= Barratt Band =

British band

The Barratt Band was formed in 1980 by Norman Barratt, formerly of Gravy Train and the Alwyn Wall Band, and in its initial stages consisted of Barratt (Guitar, Vocals), Dave Morris (Keyboards), Tim Hatwell (Bass) and Russ Caldwell (Drums). The band recorded their first album Playing in the City in 1981 at Chapel Lane Studios just outside Hereford. The band were one of the first fully professional Christian rock (CR) bands in the United Kingdom, all members having worked as professional musicians in mainstream rock and pop.

The band signed to the fledgling Chapel Lane label that had just been started by Rob Andrews, owner of Chapel Lane Studios. This was a bold attempt to produce CR recordings that matched professional secular standards and also raise Christian rock's profile.
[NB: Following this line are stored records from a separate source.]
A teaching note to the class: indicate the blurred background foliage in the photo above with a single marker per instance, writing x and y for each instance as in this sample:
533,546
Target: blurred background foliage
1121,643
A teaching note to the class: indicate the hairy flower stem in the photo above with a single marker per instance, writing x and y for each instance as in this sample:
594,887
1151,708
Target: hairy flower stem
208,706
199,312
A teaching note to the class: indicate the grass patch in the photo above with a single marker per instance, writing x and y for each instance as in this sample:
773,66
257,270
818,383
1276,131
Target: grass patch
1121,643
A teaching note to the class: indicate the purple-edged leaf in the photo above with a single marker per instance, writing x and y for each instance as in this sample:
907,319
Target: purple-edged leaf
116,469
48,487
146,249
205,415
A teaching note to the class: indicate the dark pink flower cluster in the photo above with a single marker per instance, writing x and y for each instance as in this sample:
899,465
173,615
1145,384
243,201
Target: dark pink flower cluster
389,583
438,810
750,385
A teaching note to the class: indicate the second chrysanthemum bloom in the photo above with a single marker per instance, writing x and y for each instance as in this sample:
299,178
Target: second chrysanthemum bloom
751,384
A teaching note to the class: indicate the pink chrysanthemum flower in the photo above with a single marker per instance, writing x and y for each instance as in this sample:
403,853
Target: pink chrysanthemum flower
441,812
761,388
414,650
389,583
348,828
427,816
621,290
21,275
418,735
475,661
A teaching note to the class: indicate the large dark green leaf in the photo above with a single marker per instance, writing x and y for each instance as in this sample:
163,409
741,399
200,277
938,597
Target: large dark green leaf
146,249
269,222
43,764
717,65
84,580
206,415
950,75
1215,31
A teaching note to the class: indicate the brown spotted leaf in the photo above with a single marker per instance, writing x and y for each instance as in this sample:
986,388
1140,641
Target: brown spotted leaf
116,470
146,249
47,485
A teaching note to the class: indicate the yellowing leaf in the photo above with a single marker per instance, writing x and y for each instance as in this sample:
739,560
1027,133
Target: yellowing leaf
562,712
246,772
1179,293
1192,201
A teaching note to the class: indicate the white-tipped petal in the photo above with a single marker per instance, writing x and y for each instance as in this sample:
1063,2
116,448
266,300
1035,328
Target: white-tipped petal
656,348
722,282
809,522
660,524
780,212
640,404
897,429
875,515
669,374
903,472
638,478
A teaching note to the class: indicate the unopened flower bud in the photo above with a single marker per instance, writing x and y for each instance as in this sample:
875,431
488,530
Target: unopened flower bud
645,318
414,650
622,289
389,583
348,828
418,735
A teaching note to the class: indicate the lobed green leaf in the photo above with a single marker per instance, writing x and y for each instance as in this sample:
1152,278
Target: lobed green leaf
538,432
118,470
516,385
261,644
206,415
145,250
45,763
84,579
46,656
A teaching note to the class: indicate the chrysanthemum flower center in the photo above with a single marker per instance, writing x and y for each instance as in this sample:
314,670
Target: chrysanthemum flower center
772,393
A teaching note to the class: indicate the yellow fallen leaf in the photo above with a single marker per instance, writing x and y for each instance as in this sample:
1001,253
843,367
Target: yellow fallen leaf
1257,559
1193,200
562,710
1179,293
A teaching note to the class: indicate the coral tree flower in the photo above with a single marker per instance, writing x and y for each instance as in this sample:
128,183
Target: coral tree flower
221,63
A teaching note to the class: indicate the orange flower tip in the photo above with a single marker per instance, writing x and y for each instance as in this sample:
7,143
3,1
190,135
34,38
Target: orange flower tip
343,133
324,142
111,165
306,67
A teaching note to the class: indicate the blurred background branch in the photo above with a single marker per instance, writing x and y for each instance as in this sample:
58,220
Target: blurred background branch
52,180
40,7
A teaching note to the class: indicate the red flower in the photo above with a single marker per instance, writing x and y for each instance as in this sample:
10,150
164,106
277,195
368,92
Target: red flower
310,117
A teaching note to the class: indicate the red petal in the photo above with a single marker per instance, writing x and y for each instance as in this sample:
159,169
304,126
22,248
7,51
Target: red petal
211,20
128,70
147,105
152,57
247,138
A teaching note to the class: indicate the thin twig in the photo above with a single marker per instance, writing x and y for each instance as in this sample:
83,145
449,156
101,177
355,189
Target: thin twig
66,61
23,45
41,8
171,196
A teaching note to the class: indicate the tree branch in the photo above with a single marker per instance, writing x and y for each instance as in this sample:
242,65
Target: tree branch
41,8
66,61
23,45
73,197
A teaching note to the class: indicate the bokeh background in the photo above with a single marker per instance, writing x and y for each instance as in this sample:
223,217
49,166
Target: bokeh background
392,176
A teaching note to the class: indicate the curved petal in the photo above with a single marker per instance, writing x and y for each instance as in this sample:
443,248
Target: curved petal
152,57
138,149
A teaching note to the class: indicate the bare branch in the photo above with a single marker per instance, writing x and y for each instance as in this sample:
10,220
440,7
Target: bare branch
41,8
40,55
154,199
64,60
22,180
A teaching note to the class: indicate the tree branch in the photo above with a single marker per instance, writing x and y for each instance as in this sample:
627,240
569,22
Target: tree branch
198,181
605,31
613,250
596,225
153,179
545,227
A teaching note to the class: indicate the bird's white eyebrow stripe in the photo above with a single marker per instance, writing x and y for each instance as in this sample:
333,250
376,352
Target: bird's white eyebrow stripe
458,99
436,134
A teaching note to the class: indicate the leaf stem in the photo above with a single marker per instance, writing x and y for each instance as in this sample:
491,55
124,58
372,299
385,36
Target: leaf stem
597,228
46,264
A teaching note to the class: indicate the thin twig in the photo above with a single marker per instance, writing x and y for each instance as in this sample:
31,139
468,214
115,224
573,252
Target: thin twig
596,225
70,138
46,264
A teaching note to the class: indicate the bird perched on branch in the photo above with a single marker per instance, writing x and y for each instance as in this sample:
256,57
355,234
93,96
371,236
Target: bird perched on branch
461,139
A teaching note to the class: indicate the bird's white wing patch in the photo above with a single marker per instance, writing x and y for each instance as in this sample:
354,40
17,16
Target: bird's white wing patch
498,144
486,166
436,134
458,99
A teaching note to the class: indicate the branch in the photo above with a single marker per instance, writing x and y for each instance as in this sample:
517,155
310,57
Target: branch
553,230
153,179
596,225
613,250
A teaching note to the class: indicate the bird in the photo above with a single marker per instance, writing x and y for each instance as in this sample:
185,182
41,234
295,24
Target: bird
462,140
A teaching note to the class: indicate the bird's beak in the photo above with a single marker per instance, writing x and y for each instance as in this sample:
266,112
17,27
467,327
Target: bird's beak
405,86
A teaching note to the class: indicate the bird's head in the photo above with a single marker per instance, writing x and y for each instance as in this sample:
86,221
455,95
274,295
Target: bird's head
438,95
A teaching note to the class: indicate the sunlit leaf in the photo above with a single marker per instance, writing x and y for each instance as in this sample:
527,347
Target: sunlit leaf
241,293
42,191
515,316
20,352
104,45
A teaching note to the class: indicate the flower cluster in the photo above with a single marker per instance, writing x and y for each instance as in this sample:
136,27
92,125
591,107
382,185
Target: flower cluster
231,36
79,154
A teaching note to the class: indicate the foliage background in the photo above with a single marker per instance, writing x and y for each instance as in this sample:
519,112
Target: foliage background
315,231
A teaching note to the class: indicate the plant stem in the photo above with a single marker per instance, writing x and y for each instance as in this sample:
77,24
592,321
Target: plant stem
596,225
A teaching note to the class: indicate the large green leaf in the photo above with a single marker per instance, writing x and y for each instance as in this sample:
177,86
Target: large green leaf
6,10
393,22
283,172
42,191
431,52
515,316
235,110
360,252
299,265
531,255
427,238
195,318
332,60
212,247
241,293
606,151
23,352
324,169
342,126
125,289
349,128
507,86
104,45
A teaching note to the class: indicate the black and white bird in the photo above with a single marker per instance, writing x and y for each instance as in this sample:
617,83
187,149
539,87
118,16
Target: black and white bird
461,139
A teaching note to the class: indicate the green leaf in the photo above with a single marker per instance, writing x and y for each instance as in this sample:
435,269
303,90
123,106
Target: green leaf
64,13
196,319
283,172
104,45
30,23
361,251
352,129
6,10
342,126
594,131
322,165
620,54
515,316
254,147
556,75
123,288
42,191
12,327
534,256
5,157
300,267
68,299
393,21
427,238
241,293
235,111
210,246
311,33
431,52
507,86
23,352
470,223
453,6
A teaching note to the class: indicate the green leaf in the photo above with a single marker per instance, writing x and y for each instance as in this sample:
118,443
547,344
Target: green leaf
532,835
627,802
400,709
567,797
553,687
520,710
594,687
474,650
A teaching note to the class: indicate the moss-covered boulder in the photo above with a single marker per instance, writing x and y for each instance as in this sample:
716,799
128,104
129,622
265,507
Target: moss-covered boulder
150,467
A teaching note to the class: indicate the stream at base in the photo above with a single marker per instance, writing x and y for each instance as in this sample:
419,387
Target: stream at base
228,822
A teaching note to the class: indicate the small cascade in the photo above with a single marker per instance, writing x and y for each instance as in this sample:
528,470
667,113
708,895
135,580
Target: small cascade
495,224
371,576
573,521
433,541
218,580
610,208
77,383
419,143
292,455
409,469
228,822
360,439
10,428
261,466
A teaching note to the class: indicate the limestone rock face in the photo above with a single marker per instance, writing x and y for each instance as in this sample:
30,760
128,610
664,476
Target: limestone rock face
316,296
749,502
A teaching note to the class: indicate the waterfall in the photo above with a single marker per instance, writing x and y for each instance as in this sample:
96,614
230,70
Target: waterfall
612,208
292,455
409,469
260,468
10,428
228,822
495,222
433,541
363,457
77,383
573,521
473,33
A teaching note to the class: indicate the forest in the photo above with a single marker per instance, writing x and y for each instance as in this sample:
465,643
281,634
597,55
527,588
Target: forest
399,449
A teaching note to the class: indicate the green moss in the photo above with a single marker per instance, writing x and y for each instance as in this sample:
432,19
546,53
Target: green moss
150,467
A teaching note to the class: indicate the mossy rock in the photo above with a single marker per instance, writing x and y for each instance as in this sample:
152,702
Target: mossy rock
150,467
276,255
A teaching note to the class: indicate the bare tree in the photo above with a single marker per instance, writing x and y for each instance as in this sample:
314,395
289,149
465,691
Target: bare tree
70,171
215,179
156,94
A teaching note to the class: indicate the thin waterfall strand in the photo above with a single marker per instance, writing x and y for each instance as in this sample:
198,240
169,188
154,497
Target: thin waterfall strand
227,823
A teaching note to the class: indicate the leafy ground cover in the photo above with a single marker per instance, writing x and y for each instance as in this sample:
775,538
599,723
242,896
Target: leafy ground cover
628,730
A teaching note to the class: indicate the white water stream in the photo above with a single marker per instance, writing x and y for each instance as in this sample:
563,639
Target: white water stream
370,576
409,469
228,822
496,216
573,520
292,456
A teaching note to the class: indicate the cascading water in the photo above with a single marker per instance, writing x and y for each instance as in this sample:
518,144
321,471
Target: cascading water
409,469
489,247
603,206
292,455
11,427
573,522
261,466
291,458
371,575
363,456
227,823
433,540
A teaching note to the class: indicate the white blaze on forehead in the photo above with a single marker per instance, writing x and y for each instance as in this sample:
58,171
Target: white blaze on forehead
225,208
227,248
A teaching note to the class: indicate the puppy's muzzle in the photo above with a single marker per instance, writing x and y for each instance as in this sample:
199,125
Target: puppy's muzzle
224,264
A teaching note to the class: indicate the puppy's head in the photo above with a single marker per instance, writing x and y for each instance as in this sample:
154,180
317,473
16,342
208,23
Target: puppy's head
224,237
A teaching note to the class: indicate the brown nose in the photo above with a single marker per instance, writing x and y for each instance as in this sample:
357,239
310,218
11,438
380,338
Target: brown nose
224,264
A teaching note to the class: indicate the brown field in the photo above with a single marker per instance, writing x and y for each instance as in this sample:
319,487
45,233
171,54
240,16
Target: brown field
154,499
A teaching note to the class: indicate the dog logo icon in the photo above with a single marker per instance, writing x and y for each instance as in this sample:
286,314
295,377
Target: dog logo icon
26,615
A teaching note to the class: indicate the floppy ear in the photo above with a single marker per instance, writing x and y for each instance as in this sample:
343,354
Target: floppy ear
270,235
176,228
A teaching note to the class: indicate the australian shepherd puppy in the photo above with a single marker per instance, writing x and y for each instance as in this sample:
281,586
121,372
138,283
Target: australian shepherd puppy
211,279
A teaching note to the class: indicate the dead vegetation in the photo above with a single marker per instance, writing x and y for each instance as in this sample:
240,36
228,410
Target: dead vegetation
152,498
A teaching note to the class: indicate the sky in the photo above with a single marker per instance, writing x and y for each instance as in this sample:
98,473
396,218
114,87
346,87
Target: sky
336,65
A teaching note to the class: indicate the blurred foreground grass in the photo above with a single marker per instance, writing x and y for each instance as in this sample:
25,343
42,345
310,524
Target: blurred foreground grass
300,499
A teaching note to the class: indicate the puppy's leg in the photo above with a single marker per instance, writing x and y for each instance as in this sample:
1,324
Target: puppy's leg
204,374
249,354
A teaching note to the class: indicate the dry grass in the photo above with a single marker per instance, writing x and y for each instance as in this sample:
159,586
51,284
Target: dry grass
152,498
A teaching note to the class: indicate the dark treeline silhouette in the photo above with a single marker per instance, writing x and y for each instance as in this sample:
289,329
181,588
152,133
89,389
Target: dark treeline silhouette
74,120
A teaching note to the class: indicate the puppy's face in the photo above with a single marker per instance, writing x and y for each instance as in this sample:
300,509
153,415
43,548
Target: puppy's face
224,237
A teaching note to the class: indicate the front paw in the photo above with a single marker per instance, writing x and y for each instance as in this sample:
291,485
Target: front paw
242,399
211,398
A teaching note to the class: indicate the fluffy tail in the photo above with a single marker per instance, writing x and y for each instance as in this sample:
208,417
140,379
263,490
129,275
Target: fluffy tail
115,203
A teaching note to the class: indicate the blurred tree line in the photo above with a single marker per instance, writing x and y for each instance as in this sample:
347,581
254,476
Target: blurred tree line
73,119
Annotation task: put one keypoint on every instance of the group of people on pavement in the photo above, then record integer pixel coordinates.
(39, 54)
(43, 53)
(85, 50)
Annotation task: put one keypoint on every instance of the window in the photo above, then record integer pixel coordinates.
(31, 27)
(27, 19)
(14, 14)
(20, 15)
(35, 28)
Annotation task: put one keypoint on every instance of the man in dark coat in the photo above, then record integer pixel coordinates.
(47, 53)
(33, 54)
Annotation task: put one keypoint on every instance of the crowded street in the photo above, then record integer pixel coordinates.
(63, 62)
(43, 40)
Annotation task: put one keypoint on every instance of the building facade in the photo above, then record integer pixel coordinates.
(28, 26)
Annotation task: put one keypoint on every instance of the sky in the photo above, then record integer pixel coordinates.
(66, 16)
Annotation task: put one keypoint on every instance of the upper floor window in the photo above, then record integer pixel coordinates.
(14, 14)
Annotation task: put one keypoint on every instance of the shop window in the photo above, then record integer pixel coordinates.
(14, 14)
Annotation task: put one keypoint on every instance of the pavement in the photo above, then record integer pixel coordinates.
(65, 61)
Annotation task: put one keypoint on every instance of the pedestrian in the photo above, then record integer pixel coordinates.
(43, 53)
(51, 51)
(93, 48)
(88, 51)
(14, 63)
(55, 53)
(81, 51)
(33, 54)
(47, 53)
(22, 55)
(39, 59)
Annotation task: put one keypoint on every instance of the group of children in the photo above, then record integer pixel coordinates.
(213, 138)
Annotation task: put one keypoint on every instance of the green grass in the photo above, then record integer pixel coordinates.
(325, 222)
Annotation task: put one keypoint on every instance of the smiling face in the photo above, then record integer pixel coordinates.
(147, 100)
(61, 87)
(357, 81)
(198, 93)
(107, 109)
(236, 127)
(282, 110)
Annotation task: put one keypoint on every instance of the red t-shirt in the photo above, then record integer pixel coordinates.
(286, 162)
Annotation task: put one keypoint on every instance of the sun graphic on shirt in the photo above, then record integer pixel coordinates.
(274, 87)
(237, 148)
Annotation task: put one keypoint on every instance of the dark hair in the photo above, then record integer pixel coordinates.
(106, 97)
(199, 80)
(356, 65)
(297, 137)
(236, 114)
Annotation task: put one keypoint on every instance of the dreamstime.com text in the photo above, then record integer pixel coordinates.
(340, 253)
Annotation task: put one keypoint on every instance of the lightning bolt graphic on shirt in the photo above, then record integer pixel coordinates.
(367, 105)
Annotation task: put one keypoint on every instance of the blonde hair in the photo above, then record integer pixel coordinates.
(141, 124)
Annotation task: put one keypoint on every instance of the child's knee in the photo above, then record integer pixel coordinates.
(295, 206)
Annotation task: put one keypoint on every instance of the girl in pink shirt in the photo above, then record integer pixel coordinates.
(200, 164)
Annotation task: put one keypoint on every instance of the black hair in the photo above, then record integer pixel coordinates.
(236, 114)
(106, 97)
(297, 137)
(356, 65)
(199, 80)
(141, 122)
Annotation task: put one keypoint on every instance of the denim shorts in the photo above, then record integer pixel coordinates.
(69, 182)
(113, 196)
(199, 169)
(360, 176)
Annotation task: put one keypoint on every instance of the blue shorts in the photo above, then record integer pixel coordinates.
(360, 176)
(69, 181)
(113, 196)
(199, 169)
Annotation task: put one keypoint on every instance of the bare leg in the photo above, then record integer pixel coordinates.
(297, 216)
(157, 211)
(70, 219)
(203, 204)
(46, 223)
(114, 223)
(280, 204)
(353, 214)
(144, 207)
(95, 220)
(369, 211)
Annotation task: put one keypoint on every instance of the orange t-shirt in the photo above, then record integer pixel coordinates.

The band toured the album extensively throughout the UK, Europe and Scandinavia on major tours supporting Larry Norman. Barratt Band was featured on Larry Norman's 1981 live Friends on Tour album, along with Alwyn Wall. In their own right they embarked on smaller club tours, the highlight being the 1982 Greenbelt Festival held at Knebworth, where they headlined the closing night.

Larry Tomaso replaced Tim Hatwell on bass in 1982 and the band appeared on numerous tours and albums supporting or backing some of the top CR artists of the day from the US and UK, including Larry Norman, Steve Camp, Phil Keaggy, Jessy Dixon and Sheila Walsh.

The band released a second album in 1984 named Voice with Dave Engel on drums.

The heavy touring and work schedules took their toll resulting in one of the band members collapsing through exhaustion while on tour in Scandinavia towards the end of 1986.

Although the band has never officially split up, it never toured or recorded again.